Okuduğumu anlamayı unuttuğumu fark edince aklımı toplamam gerektiğini kendime hatırlattım.
Mutfaktan kurabiye alıp kahve yaptıktan sonra geri odama döndüm ve çalışmaya devam ettim. Odaklanmaya çalışıyordum ama bu çok zordu. Sandalyemden kalkıp kendimi yatağa attığımda dakikalarca tavanla bakıştık.
Gözlerim tavanda, aklım uzaklardaydı.
0530*******: Ne yapıyorsun?
Siz: Yatıyorum, sen ne yapıyorsun?
0530*******: Ders çalışmak yerine yatıyor musun?
Siz: Annem gibi konuştun.
Siz: Pardon, yazdın.
0530*******: Annene benzetilmek artık kabuslarıma girecek.
Siz: O kadarda kötü biri değil.
Siz: Tabii karşısındaki kişiye göre değişir.
0530*******: Sana karşı peki iyi davranmıyor değil mi?
Siz: Kimsin sen Yabancı?
Siz: Benim hakkımda nasıl bu kadar çok şey biliyorsun?
0530*******: Daha önce yazdığım gibi, meslek sırrı.
Siz: Düzgün bir açıklama yapsan ölür müsün?
0530*******: Evet, ölürüm.
Siz: Sadece ismini söylesen?
0530*******: "yazsan" yazacaktın herhalde?
Siz: Her neyse işte. İsmini merak ediyorum.
0530*******: Belli bir süre daha merak edeceksin.
0530*******: Şimdi uslu bir kız ol ve anneni kızdırma.

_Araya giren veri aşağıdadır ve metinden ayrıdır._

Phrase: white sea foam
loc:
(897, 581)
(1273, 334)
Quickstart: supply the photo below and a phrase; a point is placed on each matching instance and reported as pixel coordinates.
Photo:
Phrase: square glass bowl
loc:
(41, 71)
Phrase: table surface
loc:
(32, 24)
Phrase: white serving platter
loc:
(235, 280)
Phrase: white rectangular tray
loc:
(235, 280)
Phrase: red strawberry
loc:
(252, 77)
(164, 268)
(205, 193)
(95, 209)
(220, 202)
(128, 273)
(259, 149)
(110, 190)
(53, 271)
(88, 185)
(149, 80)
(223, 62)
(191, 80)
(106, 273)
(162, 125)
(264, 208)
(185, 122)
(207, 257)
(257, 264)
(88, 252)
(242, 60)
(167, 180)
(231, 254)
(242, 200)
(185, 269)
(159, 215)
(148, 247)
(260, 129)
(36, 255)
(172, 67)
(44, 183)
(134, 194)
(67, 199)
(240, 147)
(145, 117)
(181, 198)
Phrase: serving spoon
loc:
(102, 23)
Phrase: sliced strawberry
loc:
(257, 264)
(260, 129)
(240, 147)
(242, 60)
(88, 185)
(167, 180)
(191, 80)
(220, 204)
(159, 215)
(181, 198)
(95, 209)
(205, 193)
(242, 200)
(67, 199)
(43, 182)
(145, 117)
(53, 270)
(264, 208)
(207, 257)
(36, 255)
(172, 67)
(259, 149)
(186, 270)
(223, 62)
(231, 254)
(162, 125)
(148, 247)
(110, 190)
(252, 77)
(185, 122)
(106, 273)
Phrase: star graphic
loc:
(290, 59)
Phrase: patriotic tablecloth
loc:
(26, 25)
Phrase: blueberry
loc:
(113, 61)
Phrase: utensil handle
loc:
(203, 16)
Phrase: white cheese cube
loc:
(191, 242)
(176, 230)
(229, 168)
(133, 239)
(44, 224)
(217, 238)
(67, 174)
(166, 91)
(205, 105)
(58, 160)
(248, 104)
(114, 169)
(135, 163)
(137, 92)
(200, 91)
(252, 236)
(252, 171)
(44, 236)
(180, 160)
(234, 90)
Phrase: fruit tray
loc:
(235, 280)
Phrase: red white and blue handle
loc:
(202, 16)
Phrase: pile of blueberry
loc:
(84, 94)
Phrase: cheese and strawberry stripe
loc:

0530*******: Yani ders çalış.
Telefonu kapatıp notlarıma bakmaya devam ettim.
🌸
Gözlerimi açtığımda ne olduğunu anlamak için etrafıma bakındım. Çalışırken uyuyakalmıştım. Sandalyemden kalkıp yatağıma yattım. Zaten tekrar uyumam çok uzun sürmedi.
Alarmın sesiyle gözlerimi araladım. Hızlıca hazırlanıp okula gitmek için evden çıktım.
🪷
Günler aynı geçiyordu. Kalk, okula git, işe git, ders çalış, yat. Fakat bugün uyandığımda bedenime bir yorgunluk hakimdi. Ayrıca yorganıma rağmen üşüyordum. Belli bir süre sonra ateşim çıktığının farkına vardım.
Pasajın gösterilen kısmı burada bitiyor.